GitHub Copilot Ad-controversy & Opt-Out
- Brief ad placement in pull requests—labeled a “mistake.”
- GitHub to default train Copilot AI on user content unless users opt-out by April 24.
Brown Liquor Pick: Jephtha Creed Wheated Bourbon
- Deep-dive into Kentucky bourbon craftsmanship and the “bloody butcher corn” varietal.
- “Family farm, mother-daughter team, nine barrels a day—a craftsman product.”
Summary
This episode delivers a signature Windows Weekly blend—deep technical dives, irreverent banter, skepticism of marketing hype, and a global perspective.

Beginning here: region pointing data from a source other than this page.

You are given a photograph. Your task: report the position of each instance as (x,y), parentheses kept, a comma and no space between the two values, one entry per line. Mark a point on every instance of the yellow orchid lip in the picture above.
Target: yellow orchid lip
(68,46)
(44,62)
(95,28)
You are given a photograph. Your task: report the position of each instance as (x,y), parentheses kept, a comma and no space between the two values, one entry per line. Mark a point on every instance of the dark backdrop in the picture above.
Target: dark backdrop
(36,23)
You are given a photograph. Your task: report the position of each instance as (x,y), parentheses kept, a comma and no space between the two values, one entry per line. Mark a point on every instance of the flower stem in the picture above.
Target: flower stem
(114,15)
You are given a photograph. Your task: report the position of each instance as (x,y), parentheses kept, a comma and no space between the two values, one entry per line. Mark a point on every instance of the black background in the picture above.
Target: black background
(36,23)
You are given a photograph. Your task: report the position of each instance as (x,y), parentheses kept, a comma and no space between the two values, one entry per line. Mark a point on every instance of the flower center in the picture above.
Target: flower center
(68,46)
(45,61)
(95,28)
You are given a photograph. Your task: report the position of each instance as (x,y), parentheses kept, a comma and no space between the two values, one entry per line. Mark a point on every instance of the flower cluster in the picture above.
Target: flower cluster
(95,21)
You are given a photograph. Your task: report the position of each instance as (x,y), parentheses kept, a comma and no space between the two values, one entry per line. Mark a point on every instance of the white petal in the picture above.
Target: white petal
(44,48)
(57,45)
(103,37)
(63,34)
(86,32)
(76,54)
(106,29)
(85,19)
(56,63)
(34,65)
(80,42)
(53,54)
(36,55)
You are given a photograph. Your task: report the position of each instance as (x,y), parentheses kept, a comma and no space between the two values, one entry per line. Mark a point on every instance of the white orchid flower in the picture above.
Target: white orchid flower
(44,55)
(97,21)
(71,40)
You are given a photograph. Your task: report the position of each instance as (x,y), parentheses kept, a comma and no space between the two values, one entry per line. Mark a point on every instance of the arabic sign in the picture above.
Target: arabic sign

The push for “100% native” Windows apps is questioned both in feasibility and importance; the hosts are critical of Microsoft’s patchwork Update system and the messy march of AI into every product, with Firefox’s user-centric approach standing out. Meanwhile, Proton challenges the productivity suite giants, and gaming is framed by both rising hardware prices and the enduring value of portable play.
As ever, the show finishes with Richard's rich story of Kentucky bourbon—an ode to lineage, craft, and local flavor.